I’ve got another recipe from The Chef’s Collaborative Cookbook today (check out my full review – and a recipe for Thai Pork Sliders – here). Hushpuppies are a treat that I haven’t had in a while, so I was stoked to see a recipe for them in The Chef’s Collaborative. I’d never really heard of them before moving to North Carolina, but while I lived there they were a staple side order with my pulled pork sandwiches. The greasy BBQ-joint version of hushpuppies (like the ones from Bullock’s that my roommate always drove home to her dad in NJ over vacations) are super satisfying, but my all time favorites were the ones at the upscale Watt’s Grocery – farmer’s cheese hushpuppies served with basil mayo. Those things were seriously addictive.
This recipe, which utilizes often discarded broccoli stems, as well as a healthy handful of grated cheddar cheese, is not quite as good as the Watt’s version, but it’s certainly easier to make these than to hop on a plane to Durham every time I want a little taste of the South. I served them with leftover sriracha aioli and relished every hot crunchy bite. I saved a little bit of the batter (this recipe definitely serves a crowd!) and learned Saturday morning that this recipe is maybe even better when it’s made into pancakes and topped with a fried egg and roasted red peppers. Just an idea. However you serve them, this recipe is quick, easy, and tasty – well worth the time it takes to mix up the batter!
- 3 c. cornmeal
- 1 1/2 tsp baking powder
- 1 1/2 tsp salt
- 1/2 tsp sugar
- 1/4 tsp baking soda
- 1/4 tsp cayenne pepper
- 1/4 tsp freshly ground black pepper
- 5 large eggs
- 1/2 c. buttermilk
- 2 c. grated broccoli stems (from about 5-6 medium heads broccoli)
- 1 c. grated cheddar cheese
- 1/2 small yellow onion, peeled and grated (about 1/4 c.)
- 1/4 c. finely chopped fresh flat-leaf parsley
- vegetable oil, for frying
- sriracha aioli, for serving
- In a large bowl, whisk together the cornmeal, baking powder, salt, sugar, baking soda, cayenne pepper, and black pepper until combined.
- In a separate, medium bowl, whisk together the eggs and buttermilk until evenly combined. Stir in the grated broccoli stems, the grated cheddar cheese, the grated onion, and the parsley. Stir the wet ingredients into the dry ingredients until evenly mixed.
- Heat 3 inches of vegetable oil over medium heat in a high-sided frying pan or saucepan until the oil reaches 325°F. If you don’t have a thermometer, test the oil’s temperature by adding a bit of batter to the oil – when it sizzles gently on contact, the oil is ready. If it pops too much or burns quickly, the oil is too hot.

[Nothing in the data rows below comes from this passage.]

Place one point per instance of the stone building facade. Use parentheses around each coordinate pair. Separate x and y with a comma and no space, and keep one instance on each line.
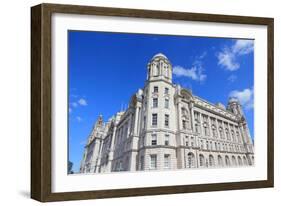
(168,127)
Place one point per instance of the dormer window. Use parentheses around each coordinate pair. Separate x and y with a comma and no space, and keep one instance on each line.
(155,89)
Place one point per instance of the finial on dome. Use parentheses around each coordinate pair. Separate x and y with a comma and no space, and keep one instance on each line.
(159,55)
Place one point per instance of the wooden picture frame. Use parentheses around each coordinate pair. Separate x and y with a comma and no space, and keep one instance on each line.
(41,97)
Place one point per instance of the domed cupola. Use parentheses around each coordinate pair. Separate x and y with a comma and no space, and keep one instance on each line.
(159,67)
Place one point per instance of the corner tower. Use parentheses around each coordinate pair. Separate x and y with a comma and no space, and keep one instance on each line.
(159,67)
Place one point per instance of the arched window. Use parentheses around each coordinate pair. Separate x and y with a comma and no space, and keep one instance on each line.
(233,159)
(245,161)
(227,161)
(201,160)
(211,161)
(190,160)
(239,161)
(220,161)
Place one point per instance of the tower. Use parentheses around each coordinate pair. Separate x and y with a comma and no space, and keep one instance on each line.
(235,107)
(157,117)
(90,162)
(159,67)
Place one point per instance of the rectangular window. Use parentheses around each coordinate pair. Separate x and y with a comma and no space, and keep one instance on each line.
(183,124)
(153,162)
(167,137)
(166,161)
(192,141)
(144,122)
(154,119)
(155,102)
(202,144)
(142,163)
(166,120)
(155,89)
(167,103)
(153,139)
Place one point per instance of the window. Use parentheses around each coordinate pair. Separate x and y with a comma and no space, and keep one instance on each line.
(186,142)
(234,161)
(245,161)
(155,89)
(154,119)
(166,90)
(155,102)
(120,166)
(220,160)
(167,103)
(201,160)
(227,161)
(166,161)
(166,120)
(183,124)
(153,162)
(192,141)
(153,139)
(221,132)
(196,128)
(205,130)
(167,137)
(239,161)
(190,160)
(142,163)
(211,161)
(227,134)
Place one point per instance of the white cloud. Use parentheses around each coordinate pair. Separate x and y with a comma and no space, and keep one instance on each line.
(232,78)
(227,58)
(196,72)
(82,102)
(245,97)
(243,47)
(74,104)
(79,119)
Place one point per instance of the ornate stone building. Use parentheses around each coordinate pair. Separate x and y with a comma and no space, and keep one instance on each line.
(168,127)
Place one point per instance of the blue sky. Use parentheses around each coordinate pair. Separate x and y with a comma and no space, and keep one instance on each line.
(105,69)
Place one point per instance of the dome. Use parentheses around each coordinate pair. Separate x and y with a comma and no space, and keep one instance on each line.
(233,100)
(159,55)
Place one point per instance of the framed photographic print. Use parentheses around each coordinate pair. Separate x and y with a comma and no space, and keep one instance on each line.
(130,102)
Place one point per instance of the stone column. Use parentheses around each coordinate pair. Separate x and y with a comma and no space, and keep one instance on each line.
(192,116)
(217,128)
(136,121)
(201,124)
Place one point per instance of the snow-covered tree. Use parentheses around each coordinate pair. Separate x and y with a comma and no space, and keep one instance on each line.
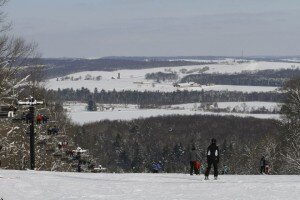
(14,53)
(291,111)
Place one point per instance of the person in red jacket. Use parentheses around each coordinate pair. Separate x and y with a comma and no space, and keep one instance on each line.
(212,158)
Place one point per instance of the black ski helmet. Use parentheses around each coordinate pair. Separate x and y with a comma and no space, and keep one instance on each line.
(213,141)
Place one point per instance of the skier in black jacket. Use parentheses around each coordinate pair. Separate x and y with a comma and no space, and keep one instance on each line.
(212,158)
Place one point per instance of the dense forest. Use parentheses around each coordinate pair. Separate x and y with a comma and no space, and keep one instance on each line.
(274,78)
(135,145)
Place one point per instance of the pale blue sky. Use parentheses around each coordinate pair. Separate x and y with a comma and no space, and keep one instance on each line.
(97,28)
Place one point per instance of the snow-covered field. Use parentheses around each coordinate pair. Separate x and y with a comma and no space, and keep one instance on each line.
(77,111)
(135,79)
(36,185)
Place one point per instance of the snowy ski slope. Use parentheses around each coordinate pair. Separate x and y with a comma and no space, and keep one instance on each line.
(37,185)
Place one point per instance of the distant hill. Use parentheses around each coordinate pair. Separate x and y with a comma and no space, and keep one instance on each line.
(60,67)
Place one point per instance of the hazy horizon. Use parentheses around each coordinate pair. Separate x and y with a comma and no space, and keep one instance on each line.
(165,28)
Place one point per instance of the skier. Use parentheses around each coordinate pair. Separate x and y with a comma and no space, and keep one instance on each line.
(193,159)
(262,164)
(156,167)
(212,158)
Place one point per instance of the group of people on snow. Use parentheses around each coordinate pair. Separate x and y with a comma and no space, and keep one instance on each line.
(213,157)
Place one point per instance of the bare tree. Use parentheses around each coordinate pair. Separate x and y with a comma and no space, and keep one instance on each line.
(14,53)
(291,111)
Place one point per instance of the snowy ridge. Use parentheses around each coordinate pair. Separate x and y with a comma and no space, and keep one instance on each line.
(36,185)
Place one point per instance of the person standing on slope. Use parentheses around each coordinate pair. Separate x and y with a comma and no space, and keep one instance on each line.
(212,158)
(262,164)
(193,159)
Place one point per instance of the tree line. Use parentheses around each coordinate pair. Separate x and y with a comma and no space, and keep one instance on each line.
(275,78)
(134,146)
(148,98)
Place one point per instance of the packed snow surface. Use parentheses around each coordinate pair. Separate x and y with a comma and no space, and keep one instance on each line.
(36,185)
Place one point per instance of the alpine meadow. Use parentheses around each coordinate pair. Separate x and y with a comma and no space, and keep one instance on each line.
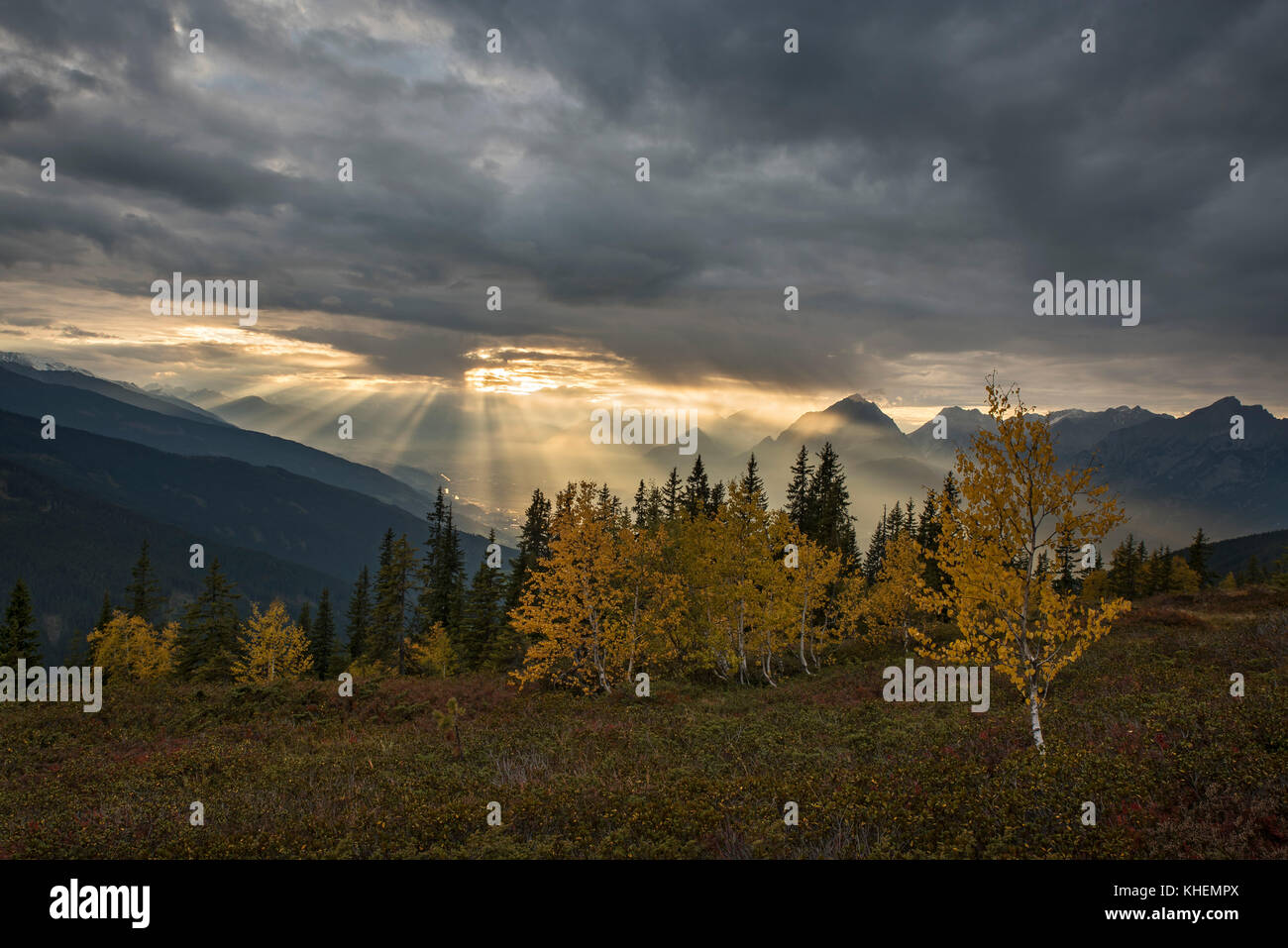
(618,432)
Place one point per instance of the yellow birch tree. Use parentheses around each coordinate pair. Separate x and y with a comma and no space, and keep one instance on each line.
(271,648)
(1016,504)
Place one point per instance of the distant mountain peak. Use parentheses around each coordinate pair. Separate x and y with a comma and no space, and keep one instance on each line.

- Carefully spoon rounded tablespoons of batter into the oil, adding only enough hushpuppies so that they don’t touch one another (i.e. don’t crowd them). Fry until golden brown, about 2-3 minutes, flipping over once if necessary. Remove with a slotted spoon or Asian noodle strainer, and let drain on a paper-towel lined plate. Serve hot (leftovers are no good, so only fry as many as you can serve/eat in one sitting).